Em uma história que se tornou parte do folclore do Vale do Silício, Allen correu para compartilhar com Gates um artigo sobre um computador chamado MITS Altair 8800 que apareceu na edição de janeiro de 1975 da revista Popular Electronics. Gates, um estudante da Universidade de Harvard na época, desistiu da universidade para fundar a nova empresa de software com o amigo. “As contribuições de Paul Allen para nossa empresa, nossa indústria e nossa comunidade são indispensáveis”, escreveu Satya Nadella, atual executivo-chefe da Microsoft, em um post sobre o serviço da empresa no LinkedIn. “Como co-fundador da Microsoft, de maneira discreta e persistente, criou produtos, experiências e instituições mágicas e, ao fazê-lo, mudou o mundo”, disse o atual CEO da Microsoft.

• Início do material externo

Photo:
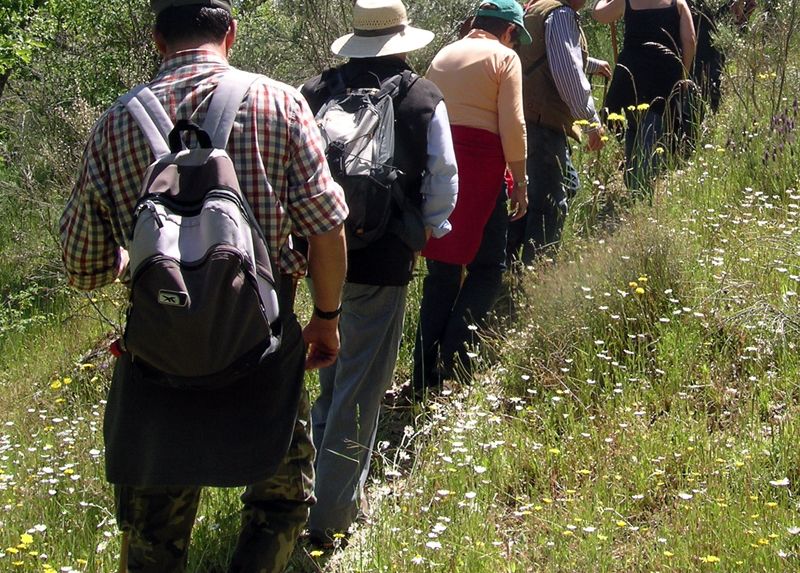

Na verdade, Allen foi fundamental na criação de um acordo para comprar um sistema operacional de um programador de Seattle. Os fundadores da Microsoft ajustaram o código, e ele se tornou o sistema operacional que orientou as operações do computador pessoal da IBM, lançado em 1981. Esse produto, chamado Microsoft Disk Operating System, ou MD-DOS, foi um divisor de águas para a empresa. Mais tarde viria o imensamente popular sistema operacional Windows da Microsoft, projetado para ser usado com um mouse de computador e ícones na tela. Foi assim que apontar e clicar se tornou comum na computação – em vez de digitar comandos no teclado. Allen também desenvolveu os programas do Office para processamento de texto, planilhas e apresentações.

Quando saiu em 1983, após ser diagnosticado com câncer, Allen era o diretor de tecnologia da Microsoft. Com o crescimento das ações da Microsoft, Allen, assim como Gates, tornou-se bilionário. Ele usou essa fortuna para construir seu próprio império de negócios investindo em cabo, entretenimento, imóveis e ciência. Ele também usou sua fortuna para adquirir um time de basquete profissional, o Portland Trail Blazers, em 1988, e um time de futebol profissional, o Seattle Seahawks, em 1996. Allen era um investidor e um filantropo generoso.